Friday, August 15, 2008

The Foreclosure Crisis: (An Emotional) Time to Buy Cheap


Ed Pruitt, I'm a real estate broker. A new real estate broker. I’ve had my license, now, for less than eight months, and this foreclosure crisis is the saddest thing to happen to Americans since the great depression. So many dreams, so many memories . . . dashed, with the loss of so many homes.

I think about the newlywed couples, having either received monetary gifts or having borrowed money from relatives to purchase their first home. I think about the thousands of families that refinanced their homes to send kids to college, to buy that desperately-needed 2nd car or to start a business that they had dreamed of their entire working lives.

I think about the devastation to the family and the embarrassment each member feels for losing something that meant more to them than they ever imagined.

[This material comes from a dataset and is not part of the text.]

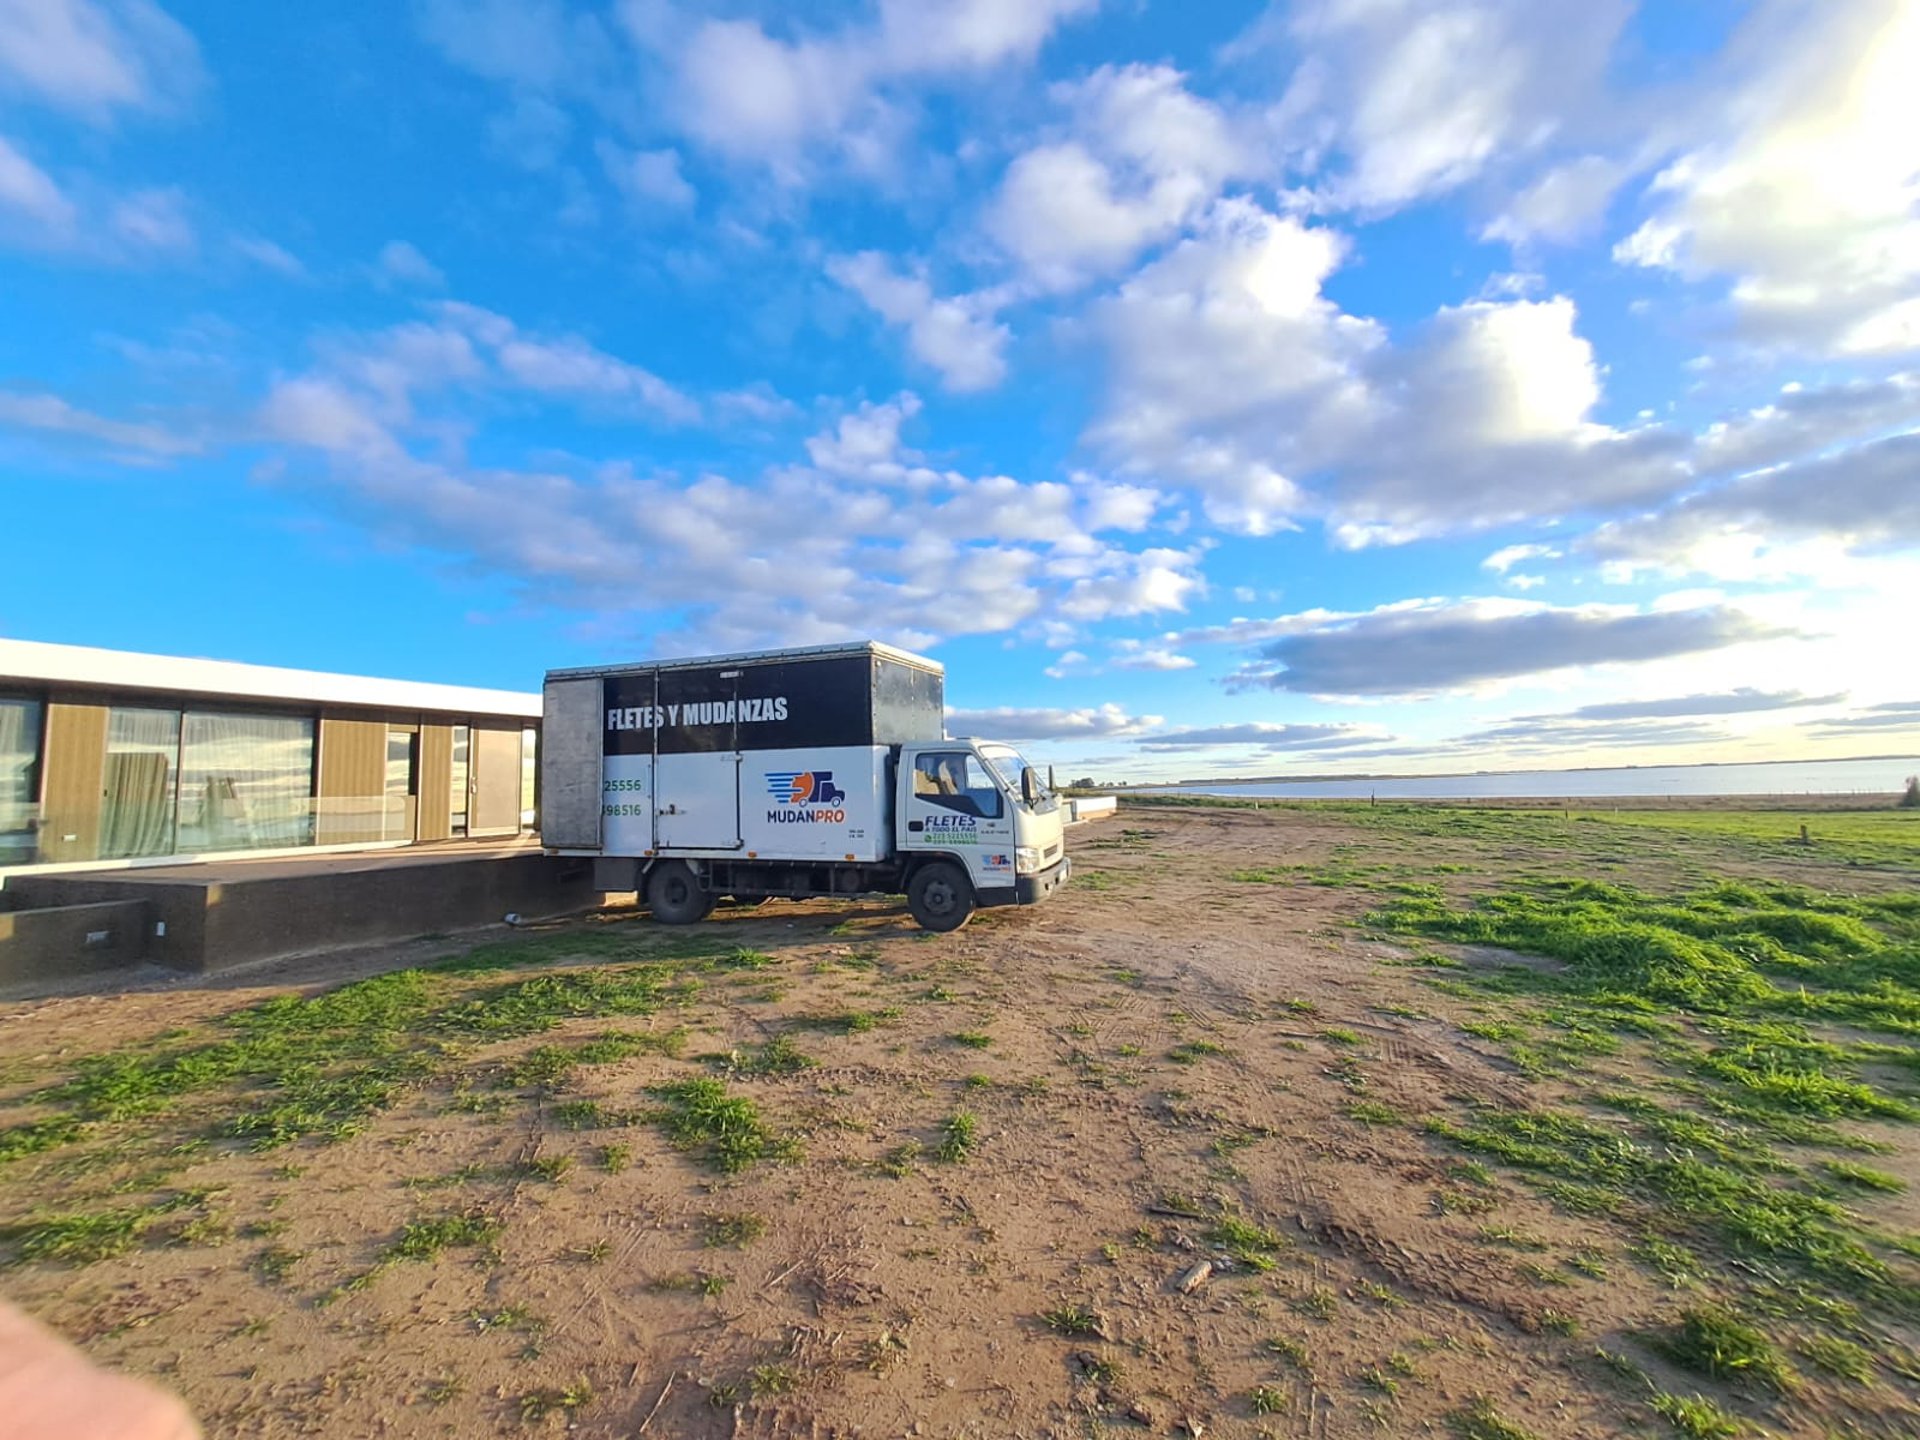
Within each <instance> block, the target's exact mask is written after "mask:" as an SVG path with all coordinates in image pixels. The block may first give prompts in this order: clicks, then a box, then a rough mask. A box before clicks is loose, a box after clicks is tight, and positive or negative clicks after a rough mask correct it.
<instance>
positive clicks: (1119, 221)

Now we see the auctions, the bargain hunters and the thousands of investors ready to pounce on bank-owned houses. You've seen it -- the infomercials, with their fast-talking pitchpeople. . . practically begging you to take advantage of the foreclosures, the bank-owned properties, the vacant houses – the dashed dreams. I understand that there are many cultures in this world that feel to take advantage of someone else’s woe and misfortune would be a bad omen, sinister and forever cast a dark cloud over the situation. Personally, I would have real reservation about living in a house where such sadness, sense of loss, and social devastation was involved.

I would not do it. But what about you? Here are some questions I have for you to think about:


Would you purchase a house that you knew was foreclosed?

Would you reside in a house that you knew was foreclosed?

If you purchased a foreclosure and put it up for rent/ lease, would you disclose to the tenant it had been a foreclosure?